Tribal¶
A class to infer a B cell lineage tree for each clonotype and shared isotype transition probabilities.
Attributes:
Name | Type | Description |
---|---|---|
n_isotypes |
int
|
the number of isotype states |
alphabet |
tuple
|
the valid alphabet for BCR sequences, defaults to ("A", "C", "G", "T","N", "-") |
sankoff_cost_function |
dict
|
the cost function to use for running the Sankoff algorithm during ancestral BCR sequence reconstruction. the keys must be all pairs from the provided alphabet. defaults to using the standard cost function (1 for a mismatch, 0 for match) |
seed |
int
|
random number seed used to randomly downsample candidate trees within each iterations when size of a parsimony forests is greater than max_cand |
max_cand |
int
|
the maximum allowable size of a parsimony forest to consider within each coordinate descent iterations. if the size of each maximum parsimony forest is less than max_cand then downsampling does not occur. niter: int the maximum number of coordinate descent iterations to perform if convergence criteria is not met, defaults to 10) |
threshold |
float
|
The tolerance for convergence of the CSR objective, defaults to 0.5 |
restarts |
int
|
the number of restarts, i.e, different initialization of the isotype transition probabilities, defaults to 10 |
stay_probs |
tuple
|
the lower bound and upper bound for the initialization of the probability of not class switching. the initalization values of this parameter are determined by using np.linspace on this range with the restarts parameter, defaults to (0.55, 0.95) |
Notes
TRIBAL takes as input a maximum parsimony forest (a set of trees that minimizes the SHM score for a multiple sequenced alignment of the concatentated heavy and light chain (optional) variable region sequences) and the encoded isotype of each sequenced B cell for k clonotypes. See the Preprocessor class for help preparing the input data. It then infers a B cell lineage tree(s) for each clonotype that minimizes the somatic hypermutation (SHM) parsimony score and then maximizes the class swtich recombination (CSR) likelihood score. It also infers the optimal isotype transition probabilities that jointly maximizes the CSR likelihood.

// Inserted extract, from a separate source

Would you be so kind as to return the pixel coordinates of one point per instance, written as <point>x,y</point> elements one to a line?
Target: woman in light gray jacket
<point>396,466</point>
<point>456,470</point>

TRIBAL uses a coordinate ascent algorithm to alternately infer the optimal isotype transition probabilities and then infer a representative B cell lineage tree for each clonotype. This proceeds until the CSR likelihood objective convergences within a tolerance defined by threshold. Multiple restarts are performed with different initial isotype transition probabilities. The initializations are defined by the stay_probs, a tuple of floats the defines an upper and lower bound on the diagonal of the isotype transition probability matrix. Given a number of restarts and stay probs, np.linspace(lower bound, upper bound, restarts) is used to define a stay probability, i.e., the probability of not class switching, for each restart. The remain entries in each row are either 0 if the transition violates class switching constraints, e.g., IgG -> IgM, or initialized uniformly (1 - stay_prob)/# of valid transitions from start state.

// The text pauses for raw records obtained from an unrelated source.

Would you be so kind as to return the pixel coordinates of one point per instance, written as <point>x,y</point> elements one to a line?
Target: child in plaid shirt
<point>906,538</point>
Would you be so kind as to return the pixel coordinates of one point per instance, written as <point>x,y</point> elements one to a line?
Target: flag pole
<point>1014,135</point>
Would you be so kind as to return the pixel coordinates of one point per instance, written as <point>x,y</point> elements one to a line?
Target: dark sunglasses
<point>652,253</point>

The default mode for TRIBAL if 'refinement', during the coordinate descent step TRIBAL will find the most parsimonious tree refinement of each tree in the maximum parsimony forest and ancestral isotypes given the current isotype transition probabilites. In score mode, TRIBAL will not modify the input maximum parsimony trees and will only infer the ancestral isotypes using the Sankoff algorithm with a cost function given by the negative log of the isotype transition probabilities.

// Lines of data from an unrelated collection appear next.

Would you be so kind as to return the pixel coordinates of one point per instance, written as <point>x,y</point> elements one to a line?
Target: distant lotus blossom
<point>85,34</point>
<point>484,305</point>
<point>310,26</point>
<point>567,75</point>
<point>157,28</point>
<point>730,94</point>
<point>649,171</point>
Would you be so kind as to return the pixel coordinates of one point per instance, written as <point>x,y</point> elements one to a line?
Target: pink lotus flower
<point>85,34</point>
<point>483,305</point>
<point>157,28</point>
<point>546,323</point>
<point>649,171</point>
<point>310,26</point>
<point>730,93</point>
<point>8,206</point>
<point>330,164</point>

If the size the of the maximum parsimony forest is very large, the parsimony forest can optionally be downsampled to a size of max_cand during each iteration of the algorithm. The best tree found so far is always included in the next iteration to ensure convergence.
Examples:
Here is an example of how to use the TRIBAL class::
from tribal import Tribal, clonotypes
#clonotypes dictionary includes the following clonotypes
#["Clonotype_1036", "Clonotype_1050", "Clonotype_10884","Clonotype_1457", "Clonotype_755", "Clonotype_322"]
#the clonotype data contains the following isotypes encoded from 0 to 7
isotypes = ['IGHM', 'IGHG3', 'IGHG1', 'IGHA1','IGHG2','IGHG4','IGHE','IGHA2']
tr = Tribal(n_isotypes=len(isotypes), verbose=True, restarts=2, niter=15)
#run in refinement mode
shm_score, csr_likelihood, best_scores, transmat = tr.fit(clonotypes=clonotypes, mode="refinement", cores=6)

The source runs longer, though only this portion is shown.